Big picture, it looks like you are doing pretty well. You are spending about $54K/yr, so round up to $60K for retirement spending to cover extra medical costs and such, which means you need about $1.5M to cover that amount of money. You already have half of that saved, which means even if you don't save another penny, you should have enough to retire on in another decade, +/-. So my advice would be to take the time now to make sure your downside risk is covered: is your life insurance adequate to cover both of you if one of you passes (and please tell me it's a term policy)? Or, conversely, if both of you could cover your costs if one of you dies, do you even need life insurance? Do you have disability insurance? At your age, it is far more likely that you will be disabled than die, so make sure you don't need to drain your savings to cover that.

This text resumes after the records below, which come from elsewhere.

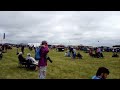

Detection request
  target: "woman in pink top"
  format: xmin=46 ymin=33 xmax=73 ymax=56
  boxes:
xmin=38 ymin=41 xmax=49 ymax=79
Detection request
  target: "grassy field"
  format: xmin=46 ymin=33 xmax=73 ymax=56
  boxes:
xmin=0 ymin=48 xmax=120 ymax=79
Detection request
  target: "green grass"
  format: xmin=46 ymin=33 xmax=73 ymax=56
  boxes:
xmin=0 ymin=48 xmax=120 ymax=79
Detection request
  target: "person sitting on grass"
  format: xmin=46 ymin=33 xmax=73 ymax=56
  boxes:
xmin=18 ymin=52 xmax=27 ymax=62
xmin=77 ymin=52 xmax=83 ymax=59
xmin=92 ymin=67 xmax=110 ymax=79
xmin=26 ymin=53 xmax=38 ymax=65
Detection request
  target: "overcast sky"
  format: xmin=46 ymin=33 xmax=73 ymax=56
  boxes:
xmin=0 ymin=11 xmax=120 ymax=46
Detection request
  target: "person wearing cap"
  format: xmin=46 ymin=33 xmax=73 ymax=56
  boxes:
xmin=38 ymin=41 xmax=49 ymax=79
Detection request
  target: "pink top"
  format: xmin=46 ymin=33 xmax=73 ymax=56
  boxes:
xmin=38 ymin=47 xmax=49 ymax=66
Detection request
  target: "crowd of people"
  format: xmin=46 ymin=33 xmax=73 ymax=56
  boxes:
xmin=0 ymin=41 xmax=119 ymax=79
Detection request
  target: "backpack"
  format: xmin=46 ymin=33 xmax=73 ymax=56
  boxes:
xmin=35 ymin=48 xmax=40 ymax=60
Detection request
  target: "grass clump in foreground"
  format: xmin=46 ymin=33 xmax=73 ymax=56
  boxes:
xmin=0 ymin=48 xmax=120 ymax=79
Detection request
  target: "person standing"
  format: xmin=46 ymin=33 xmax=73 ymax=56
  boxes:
xmin=38 ymin=41 xmax=49 ymax=79
xmin=21 ymin=45 xmax=24 ymax=54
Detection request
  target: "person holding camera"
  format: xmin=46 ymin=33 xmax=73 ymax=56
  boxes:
xmin=38 ymin=41 xmax=49 ymax=79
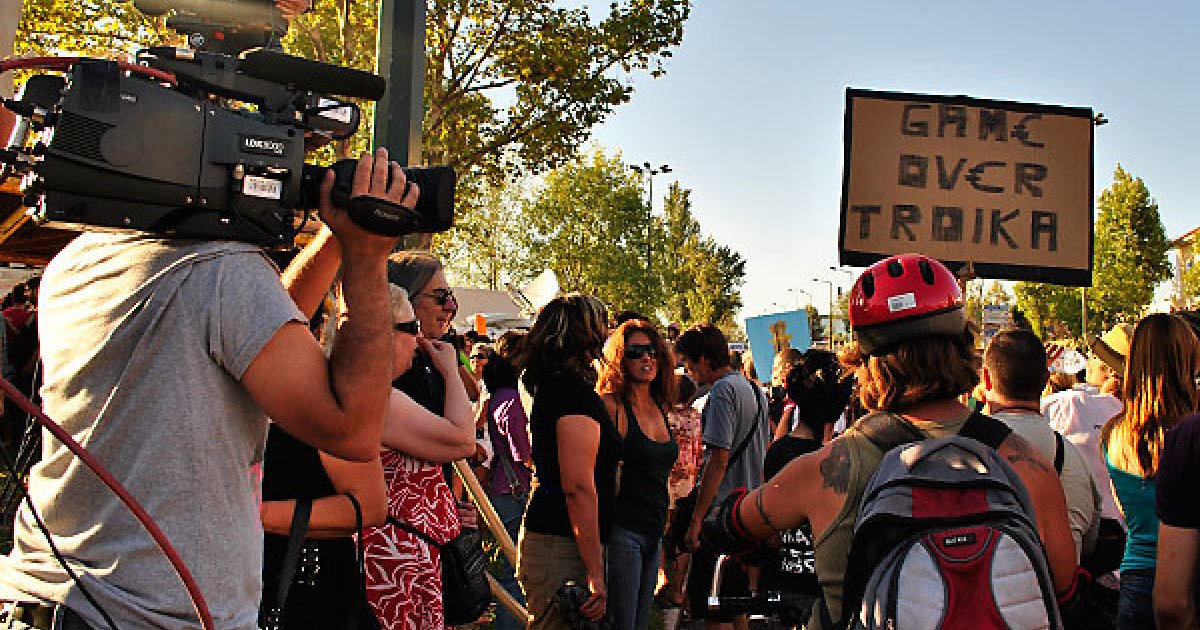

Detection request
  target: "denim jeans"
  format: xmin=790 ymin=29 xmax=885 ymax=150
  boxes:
xmin=605 ymin=526 xmax=661 ymax=630
xmin=1117 ymin=569 xmax=1154 ymax=630
xmin=0 ymin=604 xmax=92 ymax=630
xmin=488 ymin=494 xmax=529 ymax=630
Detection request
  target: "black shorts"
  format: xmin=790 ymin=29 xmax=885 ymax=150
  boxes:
xmin=688 ymin=542 xmax=750 ymax=623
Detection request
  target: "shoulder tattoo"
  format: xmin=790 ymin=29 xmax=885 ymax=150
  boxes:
xmin=821 ymin=439 xmax=850 ymax=494
xmin=1004 ymin=433 xmax=1056 ymax=474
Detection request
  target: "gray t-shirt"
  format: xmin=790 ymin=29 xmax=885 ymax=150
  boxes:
xmin=0 ymin=234 xmax=304 ymax=630
xmin=701 ymin=372 xmax=770 ymax=500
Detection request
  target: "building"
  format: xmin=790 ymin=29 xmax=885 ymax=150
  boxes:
xmin=1171 ymin=227 xmax=1200 ymax=308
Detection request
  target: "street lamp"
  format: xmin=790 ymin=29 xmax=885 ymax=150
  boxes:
xmin=629 ymin=162 xmax=671 ymax=269
xmin=787 ymin=289 xmax=812 ymax=311
xmin=829 ymin=266 xmax=854 ymax=337
xmin=812 ymin=278 xmax=833 ymax=352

That said, I echo Freedomin5: if you'd like more specific advice, it would help if you provided more detail. Does that $4500 include the things that are taken out of your paycheck, like medical insurance? Are you maxing out your tax-sheltered accounts? Do you have an HSA option at work, or a mega backdoor Roth option?
But more than that, we need to understand your goals. Do you want to have kids? If so, do you want to have a stay-at-home parent, pay for college, etc.? Do you want to own a home, and if so how much do you project that to be? Do you want to retire immediately, are you happy working for the foreseeable future, or somewhere in-between? Your numbers are great if you want to remain DINKs with your current expenses -- but if you want to have a couple of kids, a SAHP, cover college costs, and buy a big house, that's a completely different story.